Le développement continu des moyens d'information, qui devrait apporter, comme il l'a fait, de grands avantages à l'humanité, représente-t-il aussi une plus grande sécurité pour le monde entier ? Cette question, qu'il est normal de poser, suscite une perplexité et une préoccupation qui m'ont amené à exposer quelques réflexions sur les points essentiels de la procédure engagée au niveau international sur la "société de l'information" et sur le danger dérivant du contrôle de l'information au niveau mondial par certains sujets seulement, qui pourrait bloquer le développement économique de Pays entiers.

Assemblée Générale des Nations Unies du 14 au 16 septembre 2005

L'important sommet mondial des Nations Unies de septembre 2005 a donné un début concret aux activités pour les évaluations nécessaires du développement de la "société de l'information", suite au précédent sommet mondial organisé en décembre 2003 par l'Union Internationale des Télécommunications (UIT) sur le même sujet et avec l'objectif principal de développer une vision et une compréhension, communes à tous les peuples, des aspects liés à l'évolution de la société de l'information, en concertant un plan d'action pour un développement équilibré.

Parmi les déclarations les plus importantes contenues dans le document final du sommet susmentionné de septembre 2005, je retiens la suivante :

Nous réaffirmons par conséquent notre volonté de travailler à une doctrine de sécurité commune, fondée sur cette constatation que de nombreuses menaces sont étroitement imbriquées, que le développement, la paix, la sécurité et les droits de l’homme sont interdépendants, qu’aucun État ne peut se protéger en ne comptant que sur lui-même et que tous les États ont besoin d’un système de sécurité collective efficace et actif, conformément aux buts et principes consacrés dans la Charte.

En d'autres termes, la nécessité absolue de la recherche et de la mise en œuvre d'une gestion commune, par tous les États, de ce puissant instrument que sont les nouvelles technologies de l'information a été mise en évidence, car, comme on le sait, l'utilisation d'un instrument et donc les résultats que l'on peut en tirer dépendent avant tout de qui et de comment on l'utilise. Je vous rappelle l'exemple bien connu du scalpel, qui, d'instrument de vie dans les mains d'un chirurgien, peut devenir un instrument de mort dans les mains d'un meurtrier.
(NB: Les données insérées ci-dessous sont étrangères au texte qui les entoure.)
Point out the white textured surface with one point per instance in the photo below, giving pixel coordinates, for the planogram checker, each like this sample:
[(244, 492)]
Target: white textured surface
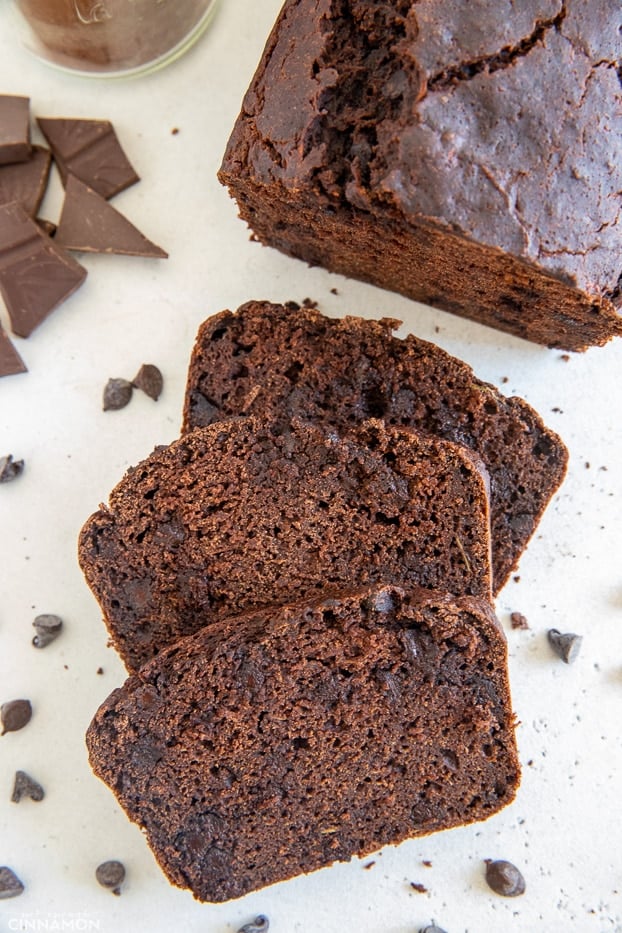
[(563, 831)]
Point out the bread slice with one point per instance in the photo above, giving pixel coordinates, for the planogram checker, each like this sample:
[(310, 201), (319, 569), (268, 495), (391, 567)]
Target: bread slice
[(283, 360), (279, 742), (475, 168), (245, 513)]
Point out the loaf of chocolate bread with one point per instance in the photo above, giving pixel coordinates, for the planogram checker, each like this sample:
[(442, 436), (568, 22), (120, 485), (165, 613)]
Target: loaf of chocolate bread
[(283, 361), (466, 155), (244, 513), (276, 743)]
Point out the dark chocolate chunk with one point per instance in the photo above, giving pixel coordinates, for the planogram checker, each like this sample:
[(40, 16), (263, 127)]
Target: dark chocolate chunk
[(149, 379), (504, 878), (10, 885), (48, 628), (35, 274), (11, 362), (111, 875), (260, 924), (565, 645), (518, 620), (14, 129), (117, 394), (25, 786), (14, 715), (91, 225), (10, 469), (26, 181), (48, 227), (90, 150)]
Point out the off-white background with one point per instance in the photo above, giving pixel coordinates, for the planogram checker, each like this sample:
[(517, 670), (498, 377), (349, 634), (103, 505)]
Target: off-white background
[(564, 828)]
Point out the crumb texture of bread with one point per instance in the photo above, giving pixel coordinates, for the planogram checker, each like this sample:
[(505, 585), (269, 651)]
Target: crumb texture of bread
[(465, 155), (288, 739), (283, 361), (244, 513)]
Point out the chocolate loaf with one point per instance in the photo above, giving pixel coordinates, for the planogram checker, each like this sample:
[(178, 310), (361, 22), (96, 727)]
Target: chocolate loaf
[(467, 156), (284, 361), (279, 742), (243, 514)]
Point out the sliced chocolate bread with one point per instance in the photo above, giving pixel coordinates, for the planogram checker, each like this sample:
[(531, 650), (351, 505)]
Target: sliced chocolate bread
[(245, 513), (282, 361), (276, 743)]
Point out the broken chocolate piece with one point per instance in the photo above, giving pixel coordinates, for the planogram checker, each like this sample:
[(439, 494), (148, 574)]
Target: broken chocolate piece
[(11, 362), (90, 150), (117, 394), (91, 225), (14, 715), (149, 380), (25, 786), (10, 469), (26, 181), (35, 274), (48, 628), (14, 129), (566, 645), (10, 885)]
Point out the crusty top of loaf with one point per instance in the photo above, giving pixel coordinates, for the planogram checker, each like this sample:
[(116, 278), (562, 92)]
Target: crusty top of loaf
[(497, 120)]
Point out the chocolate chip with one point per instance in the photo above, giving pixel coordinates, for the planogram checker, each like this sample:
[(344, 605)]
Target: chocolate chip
[(504, 878), (566, 646), (25, 786), (149, 379), (518, 620), (111, 875), (117, 394), (10, 885), (10, 469), (14, 715), (259, 925), (48, 628)]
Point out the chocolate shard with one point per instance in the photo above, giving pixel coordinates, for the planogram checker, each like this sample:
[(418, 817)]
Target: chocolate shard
[(90, 150), (14, 128), (91, 225), (26, 181), (35, 274), (11, 362)]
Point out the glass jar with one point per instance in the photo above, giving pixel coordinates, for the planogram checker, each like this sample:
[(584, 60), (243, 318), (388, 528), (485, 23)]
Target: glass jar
[(113, 37)]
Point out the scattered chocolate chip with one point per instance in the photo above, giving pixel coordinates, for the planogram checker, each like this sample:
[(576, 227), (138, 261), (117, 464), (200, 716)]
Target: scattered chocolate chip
[(117, 394), (259, 925), (149, 380), (90, 150), (504, 878), (88, 223), (10, 469), (10, 885), (36, 275), (25, 786), (14, 715), (48, 628), (111, 875), (14, 128), (518, 620), (565, 645)]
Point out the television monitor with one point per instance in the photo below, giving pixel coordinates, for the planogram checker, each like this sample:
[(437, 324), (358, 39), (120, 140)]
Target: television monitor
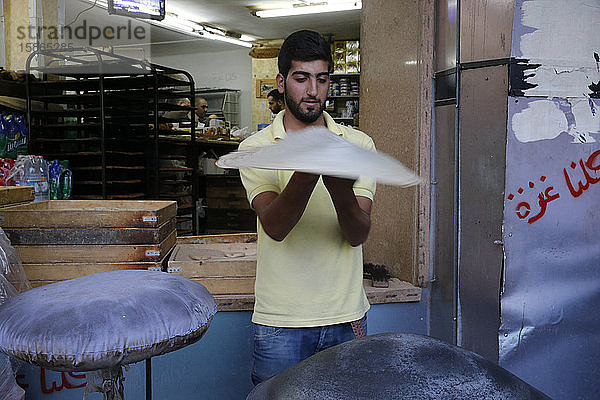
[(148, 9)]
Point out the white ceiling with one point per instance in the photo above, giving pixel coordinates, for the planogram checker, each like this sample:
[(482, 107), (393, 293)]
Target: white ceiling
[(232, 15)]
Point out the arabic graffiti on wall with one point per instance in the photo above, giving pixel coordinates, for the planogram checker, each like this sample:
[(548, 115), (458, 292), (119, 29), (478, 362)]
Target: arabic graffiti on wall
[(585, 173)]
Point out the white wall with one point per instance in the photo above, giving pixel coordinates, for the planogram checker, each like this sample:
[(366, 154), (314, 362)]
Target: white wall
[(225, 69)]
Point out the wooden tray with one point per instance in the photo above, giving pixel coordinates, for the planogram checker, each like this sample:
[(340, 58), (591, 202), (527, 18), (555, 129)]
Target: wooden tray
[(89, 214), (54, 272), (224, 264), (29, 236), (227, 238), (117, 253), (16, 194)]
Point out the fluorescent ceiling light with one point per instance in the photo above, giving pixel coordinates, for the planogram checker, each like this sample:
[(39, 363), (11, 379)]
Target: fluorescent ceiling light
[(247, 38), (227, 39), (315, 9)]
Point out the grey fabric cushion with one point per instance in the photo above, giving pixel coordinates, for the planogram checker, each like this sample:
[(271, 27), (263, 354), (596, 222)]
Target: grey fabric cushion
[(104, 319), (395, 366)]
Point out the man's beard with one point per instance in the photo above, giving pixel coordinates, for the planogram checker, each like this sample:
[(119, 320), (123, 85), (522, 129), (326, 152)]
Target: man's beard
[(308, 117)]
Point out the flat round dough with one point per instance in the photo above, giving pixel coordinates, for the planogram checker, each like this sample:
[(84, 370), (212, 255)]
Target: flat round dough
[(317, 150)]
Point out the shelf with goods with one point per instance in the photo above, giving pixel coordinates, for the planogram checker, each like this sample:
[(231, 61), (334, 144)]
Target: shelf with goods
[(105, 114), (224, 103), (344, 91), (343, 98)]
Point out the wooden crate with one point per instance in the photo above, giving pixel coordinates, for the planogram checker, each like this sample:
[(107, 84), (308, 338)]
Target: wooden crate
[(43, 274), (224, 264), (89, 214), (91, 236), (11, 195), (109, 253)]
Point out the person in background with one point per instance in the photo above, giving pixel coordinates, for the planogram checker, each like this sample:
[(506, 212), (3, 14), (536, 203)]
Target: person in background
[(276, 102), (309, 291), (202, 110)]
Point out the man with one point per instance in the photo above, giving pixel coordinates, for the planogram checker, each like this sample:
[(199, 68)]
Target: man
[(183, 115), (276, 103), (309, 292), (201, 110)]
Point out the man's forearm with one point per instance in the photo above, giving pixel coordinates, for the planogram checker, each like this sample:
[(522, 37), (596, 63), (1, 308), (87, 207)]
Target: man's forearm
[(279, 213)]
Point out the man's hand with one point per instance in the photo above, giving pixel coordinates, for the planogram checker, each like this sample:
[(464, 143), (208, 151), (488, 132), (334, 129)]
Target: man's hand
[(354, 212), (336, 184), (279, 213)]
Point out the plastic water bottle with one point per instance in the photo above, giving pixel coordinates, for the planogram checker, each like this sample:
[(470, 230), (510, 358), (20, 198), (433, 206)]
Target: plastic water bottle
[(33, 171), (42, 185)]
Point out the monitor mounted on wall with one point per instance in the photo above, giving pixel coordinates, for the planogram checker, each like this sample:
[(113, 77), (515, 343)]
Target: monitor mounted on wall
[(147, 9)]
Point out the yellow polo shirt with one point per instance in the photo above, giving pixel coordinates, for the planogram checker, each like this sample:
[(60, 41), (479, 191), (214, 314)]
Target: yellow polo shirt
[(313, 277)]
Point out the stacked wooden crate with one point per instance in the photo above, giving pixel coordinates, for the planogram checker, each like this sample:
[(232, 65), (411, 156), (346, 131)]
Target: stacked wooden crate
[(224, 264), (228, 210), (63, 239)]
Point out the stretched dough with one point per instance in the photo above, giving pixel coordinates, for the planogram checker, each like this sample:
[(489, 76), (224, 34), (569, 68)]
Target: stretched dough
[(319, 151)]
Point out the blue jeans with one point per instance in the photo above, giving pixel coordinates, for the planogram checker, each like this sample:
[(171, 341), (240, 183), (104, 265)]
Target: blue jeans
[(276, 349)]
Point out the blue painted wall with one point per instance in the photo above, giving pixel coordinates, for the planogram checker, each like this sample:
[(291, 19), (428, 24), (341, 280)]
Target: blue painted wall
[(218, 366)]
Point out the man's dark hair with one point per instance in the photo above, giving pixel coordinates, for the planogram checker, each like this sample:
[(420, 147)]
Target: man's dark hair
[(303, 45), (276, 95)]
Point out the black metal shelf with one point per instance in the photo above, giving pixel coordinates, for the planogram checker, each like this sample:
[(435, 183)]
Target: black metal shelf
[(103, 113)]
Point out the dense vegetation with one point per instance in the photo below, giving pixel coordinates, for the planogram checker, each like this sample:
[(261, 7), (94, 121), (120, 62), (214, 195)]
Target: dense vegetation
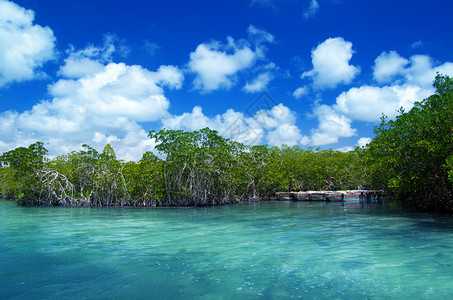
[(200, 168), (411, 157)]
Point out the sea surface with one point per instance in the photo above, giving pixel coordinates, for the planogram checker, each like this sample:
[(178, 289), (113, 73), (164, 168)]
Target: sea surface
[(267, 250)]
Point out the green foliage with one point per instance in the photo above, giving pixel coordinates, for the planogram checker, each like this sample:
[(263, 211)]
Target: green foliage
[(411, 156), (18, 174)]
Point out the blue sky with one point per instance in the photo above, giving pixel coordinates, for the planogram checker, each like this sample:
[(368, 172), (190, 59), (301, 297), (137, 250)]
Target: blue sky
[(313, 73)]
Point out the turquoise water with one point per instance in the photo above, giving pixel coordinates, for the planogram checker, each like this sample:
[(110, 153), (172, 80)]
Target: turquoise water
[(269, 250)]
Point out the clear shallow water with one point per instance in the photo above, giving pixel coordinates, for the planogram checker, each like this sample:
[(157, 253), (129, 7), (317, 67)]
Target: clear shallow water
[(269, 250)]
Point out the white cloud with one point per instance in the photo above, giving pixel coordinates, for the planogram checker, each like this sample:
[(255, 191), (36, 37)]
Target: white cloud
[(362, 142), (284, 134), (419, 70), (24, 47), (277, 125), (331, 64), (216, 64), (99, 106), (299, 92), (388, 65), (258, 84), (259, 36), (312, 10), (368, 103), (332, 126)]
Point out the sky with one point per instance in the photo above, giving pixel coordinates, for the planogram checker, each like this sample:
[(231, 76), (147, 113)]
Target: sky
[(312, 73)]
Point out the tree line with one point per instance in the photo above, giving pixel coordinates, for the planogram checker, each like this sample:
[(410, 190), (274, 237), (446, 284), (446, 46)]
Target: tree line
[(410, 157)]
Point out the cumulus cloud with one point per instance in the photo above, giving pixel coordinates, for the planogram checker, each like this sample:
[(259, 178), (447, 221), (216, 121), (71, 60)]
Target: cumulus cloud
[(101, 105), (312, 9), (419, 70), (24, 47), (259, 83), (332, 126), (368, 103), (331, 64), (412, 81), (260, 36), (362, 142), (299, 92), (388, 65), (276, 125), (216, 65)]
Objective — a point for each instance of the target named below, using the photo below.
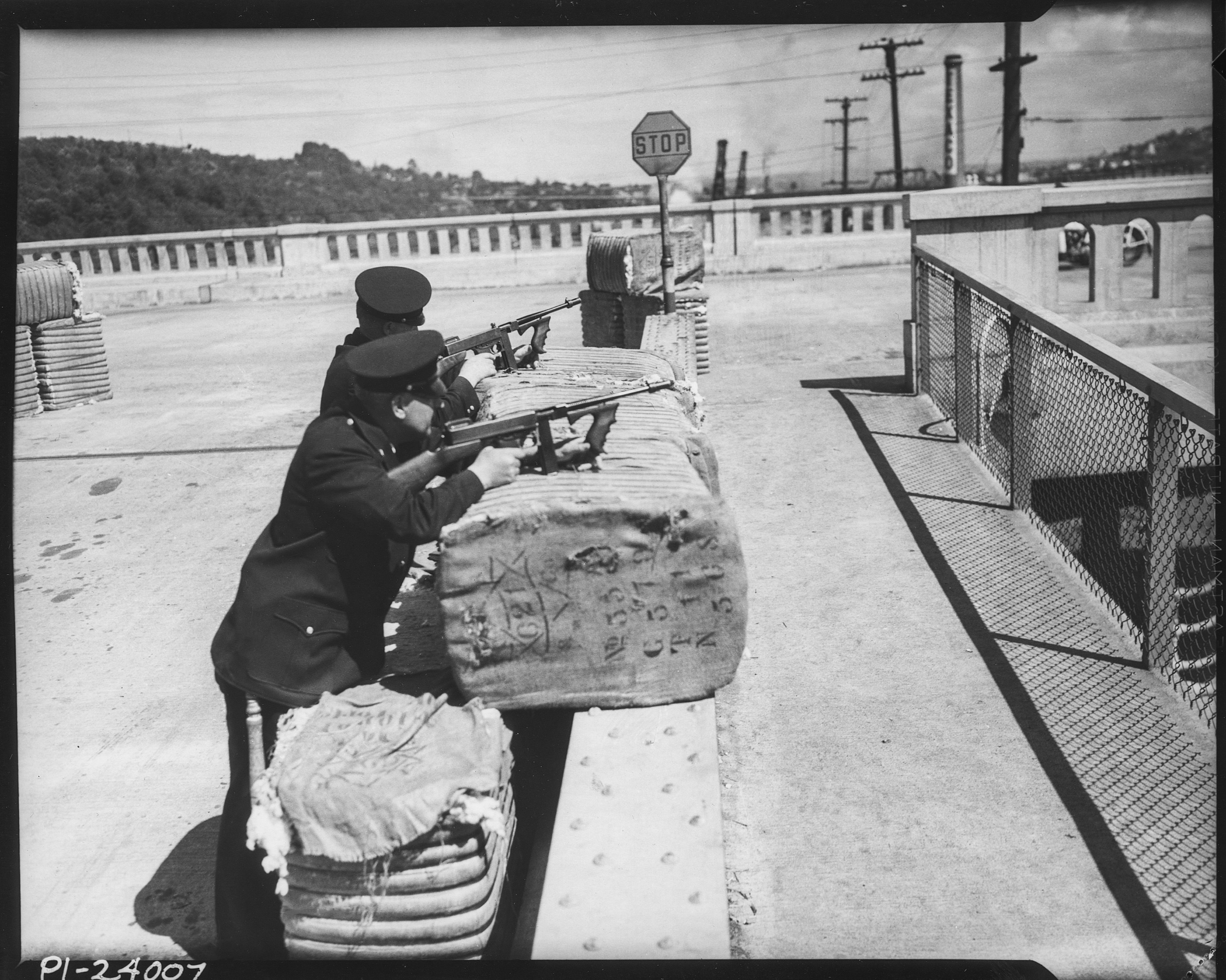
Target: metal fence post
(1023, 412)
(924, 317)
(1161, 537)
(965, 403)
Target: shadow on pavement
(1138, 790)
(886, 384)
(178, 901)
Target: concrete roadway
(882, 799)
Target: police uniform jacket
(318, 583)
(461, 400)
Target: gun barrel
(534, 317)
(599, 400)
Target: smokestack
(955, 150)
(721, 159)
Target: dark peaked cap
(393, 290)
(398, 362)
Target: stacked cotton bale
(624, 266)
(389, 820)
(618, 586)
(25, 390)
(600, 313)
(672, 336)
(72, 362)
(627, 262)
(69, 356)
(436, 898)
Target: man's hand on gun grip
(479, 367)
(496, 468)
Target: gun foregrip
(602, 421)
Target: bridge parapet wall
(1013, 236)
(471, 251)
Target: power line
(892, 75)
(315, 79)
(1114, 118)
(420, 107)
(317, 69)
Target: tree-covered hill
(76, 188)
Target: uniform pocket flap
(309, 619)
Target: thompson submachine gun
(463, 438)
(497, 340)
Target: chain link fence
(1122, 486)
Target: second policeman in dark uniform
(392, 300)
(318, 583)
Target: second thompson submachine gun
(464, 438)
(497, 340)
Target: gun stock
(602, 421)
(425, 466)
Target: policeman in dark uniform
(318, 583)
(392, 300)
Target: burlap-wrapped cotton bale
(600, 314)
(628, 262)
(615, 588)
(672, 335)
(47, 291)
(25, 389)
(72, 362)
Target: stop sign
(660, 144)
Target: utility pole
(892, 75)
(741, 175)
(1012, 65)
(846, 122)
(721, 160)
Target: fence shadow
(883, 384)
(178, 901)
(1142, 795)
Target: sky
(559, 103)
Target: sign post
(661, 144)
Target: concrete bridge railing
(741, 236)
(1016, 235)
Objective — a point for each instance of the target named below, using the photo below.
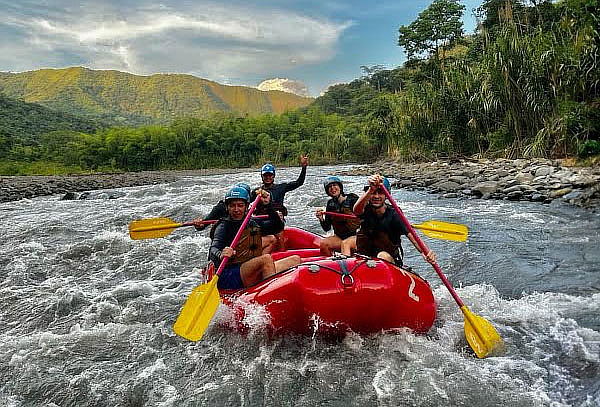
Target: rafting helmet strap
(267, 169)
(333, 180)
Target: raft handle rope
(345, 274)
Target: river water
(86, 313)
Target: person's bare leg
(386, 256)
(287, 262)
(329, 245)
(280, 239)
(348, 245)
(254, 270)
(268, 243)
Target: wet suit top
(278, 192)
(380, 233)
(342, 227)
(225, 229)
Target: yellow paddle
(154, 228)
(481, 335)
(202, 303)
(432, 228)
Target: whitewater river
(86, 313)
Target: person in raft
(278, 191)
(247, 264)
(218, 211)
(344, 227)
(381, 227)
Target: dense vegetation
(133, 100)
(221, 141)
(526, 84)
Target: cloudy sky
(230, 42)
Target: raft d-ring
(349, 281)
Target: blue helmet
(267, 169)
(332, 180)
(237, 193)
(243, 185)
(386, 185)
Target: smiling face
(377, 198)
(268, 178)
(236, 208)
(334, 190)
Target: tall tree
(436, 27)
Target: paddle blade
(151, 228)
(444, 230)
(198, 311)
(481, 335)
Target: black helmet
(386, 185)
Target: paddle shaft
(238, 235)
(422, 227)
(423, 247)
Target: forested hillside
(526, 84)
(127, 99)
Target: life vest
(249, 246)
(370, 240)
(345, 226)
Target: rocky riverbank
(21, 187)
(529, 180)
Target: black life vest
(344, 227)
(372, 238)
(250, 244)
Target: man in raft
(218, 211)
(247, 264)
(344, 227)
(278, 191)
(381, 227)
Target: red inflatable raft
(336, 294)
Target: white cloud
(206, 39)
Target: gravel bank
(530, 180)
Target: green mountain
(27, 121)
(132, 99)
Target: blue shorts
(230, 278)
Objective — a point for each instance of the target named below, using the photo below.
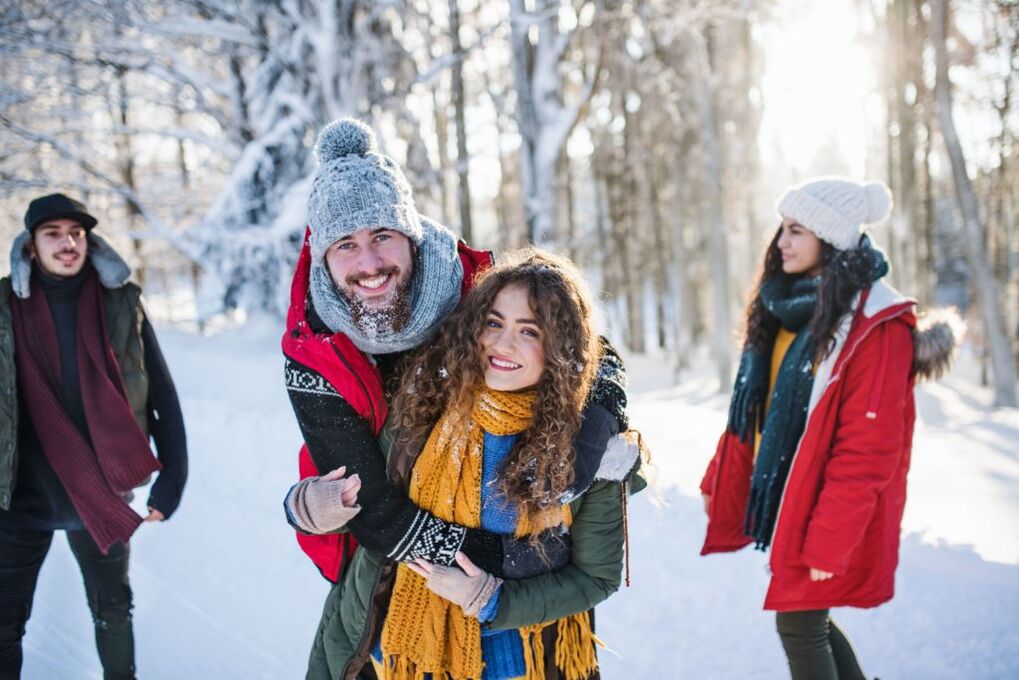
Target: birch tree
(987, 292)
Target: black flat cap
(57, 206)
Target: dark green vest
(123, 320)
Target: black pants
(106, 585)
(816, 647)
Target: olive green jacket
(356, 607)
(124, 317)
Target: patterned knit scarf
(424, 633)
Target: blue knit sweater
(501, 650)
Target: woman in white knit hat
(812, 465)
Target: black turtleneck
(62, 296)
(40, 501)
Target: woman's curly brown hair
(448, 374)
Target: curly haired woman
(813, 462)
(482, 435)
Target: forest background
(648, 141)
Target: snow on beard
(376, 321)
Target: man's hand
(326, 504)
(154, 515)
(818, 575)
(466, 585)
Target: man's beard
(375, 321)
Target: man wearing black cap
(83, 386)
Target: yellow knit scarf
(424, 633)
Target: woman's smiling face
(801, 249)
(513, 350)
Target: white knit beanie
(836, 209)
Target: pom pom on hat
(878, 202)
(346, 137)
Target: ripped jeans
(106, 585)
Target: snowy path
(222, 590)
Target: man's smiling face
(372, 269)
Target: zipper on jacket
(832, 381)
(875, 387)
(368, 394)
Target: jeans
(106, 586)
(816, 647)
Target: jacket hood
(113, 271)
(936, 338)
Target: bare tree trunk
(986, 284)
(661, 251)
(125, 165)
(442, 139)
(716, 229)
(463, 159)
(543, 120)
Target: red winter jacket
(843, 504)
(354, 375)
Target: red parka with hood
(843, 503)
(354, 375)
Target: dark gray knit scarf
(792, 300)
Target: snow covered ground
(222, 590)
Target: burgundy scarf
(97, 474)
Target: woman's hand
(466, 585)
(819, 575)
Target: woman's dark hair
(539, 469)
(844, 273)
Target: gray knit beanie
(837, 209)
(357, 188)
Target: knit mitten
(471, 592)
(317, 506)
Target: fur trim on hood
(936, 338)
(113, 271)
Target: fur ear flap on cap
(113, 271)
(20, 265)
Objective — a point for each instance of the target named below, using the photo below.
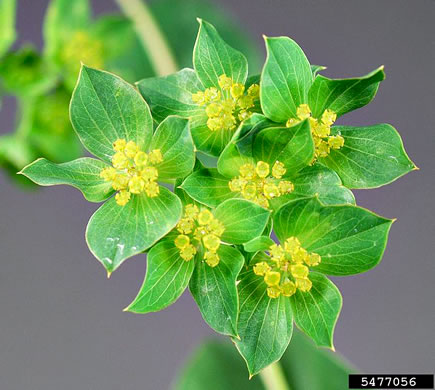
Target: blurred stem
(150, 35)
(273, 377)
(24, 117)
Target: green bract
(368, 158)
(254, 228)
(172, 95)
(104, 108)
(336, 233)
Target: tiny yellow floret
(272, 278)
(255, 182)
(320, 129)
(132, 171)
(182, 241)
(287, 270)
(199, 228)
(227, 107)
(273, 292)
(261, 268)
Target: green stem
(273, 377)
(150, 35)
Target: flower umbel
(199, 228)
(133, 171)
(288, 268)
(321, 130)
(227, 108)
(258, 183)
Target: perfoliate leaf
(172, 95)
(285, 80)
(213, 57)
(63, 18)
(293, 146)
(173, 139)
(166, 279)
(316, 180)
(83, 174)
(349, 239)
(343, 95)
(316, 311)
(261, 243)
(239, 150)
(115, 233)
(207, 186)
(215, 290)
(372, 156)
(7, 24)
(242, 219)
(265, 324)
(105, 108)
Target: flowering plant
(256, 228)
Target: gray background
(61, 324)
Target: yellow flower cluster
(288, 269)
(259, 183)
(83, 48)
(321, 130)
(133, 171)
(199, 227)
(229, 106)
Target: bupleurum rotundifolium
(320, 129)
(133, 171)
(199, 228)
(288, 268)
(259, 183)
(225, 109)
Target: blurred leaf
(63, 19)
(124, 54)
(215, 365)
(7, 25)
(25, 72)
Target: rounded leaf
(243, 220)
(166, 279)
(115, 233)
(105, 108)
(349, 239)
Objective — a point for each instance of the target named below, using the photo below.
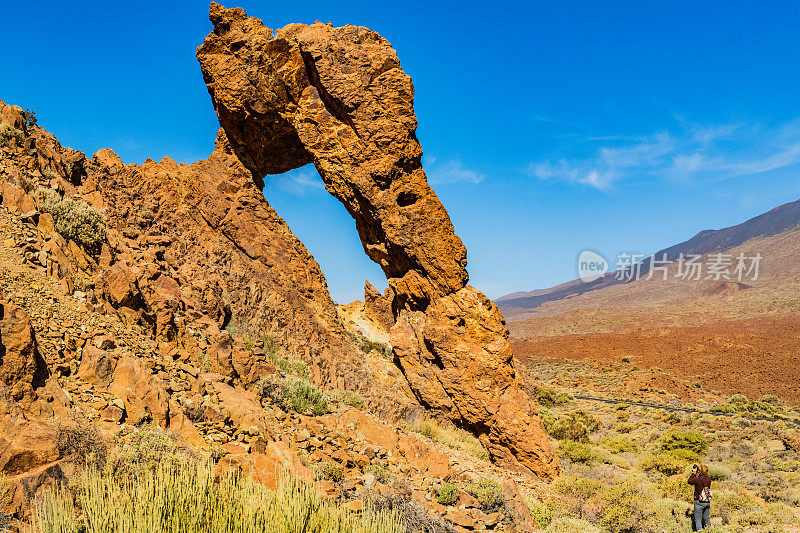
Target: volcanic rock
(338, 98)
Le sommet mondial de Tunis de novembre 2005

Deux mois plus tard, la deuxième phase du "Sommet mondial sur la Société de l'Information" (SMSI) organisé par l'ONU s'est tenue à Tunis (16-18 novembre 2005). La première phase, qui s'était tenue à Genève en décembre 2003, avait eu pour objectif de rechercher, d'approfondir et de développer les éléments nécessaires à une meilleure compréhension commune des aspects liés à l'évolution de la société de l'information, afin d'adopter un plan d'action commun à tous les peuples, en essayant de comprendre les aspects positifs et les dangers potentiels liés à l'utilisation d'Internet.

L'accès à l'Internet a d'abord été rejeté par certains Pays aux gouvernements dictatoriaux, qui craignaient la propagation incontrôlée de l'opposition politique au régime. Au fil du temps, presque tous les Pays, conscients du potentiel du nouveau moyen de communication et des grandes opportunités qu'il offrait (avant tout commerciales et financières), ont ensuite donné une impulsion à l'utilisation du réseau informatique en contrôlant directement leurs fournisseurs d'accès à Internet nationaux. A l'occasion du sommet de Tunis, j'ai eu le plaisir d'apporter ma très modeste contribution en participant aux activités parallèles à celles du gouvernement, suite à une invitation officielle qui m'a été faite par une importante structure associative tunisienne à laquelle participent de hautes personnalités politiques et entrepreneuriales et un ministre tunisien et qui a été endossée par le gouvernement lui-même.

Le résultat de ce sommet, avec la participation de plus de 25 000 personnes, soit plus du double du nombre de participants au sommet précédent à Genève, a été retentissant. La machine gouvernementale a parfaitement fonctionné et il n'y a eu aucun désordre malgré la présence simultanée de Pays en état de conflit élevé, comme Israël et la Palestine.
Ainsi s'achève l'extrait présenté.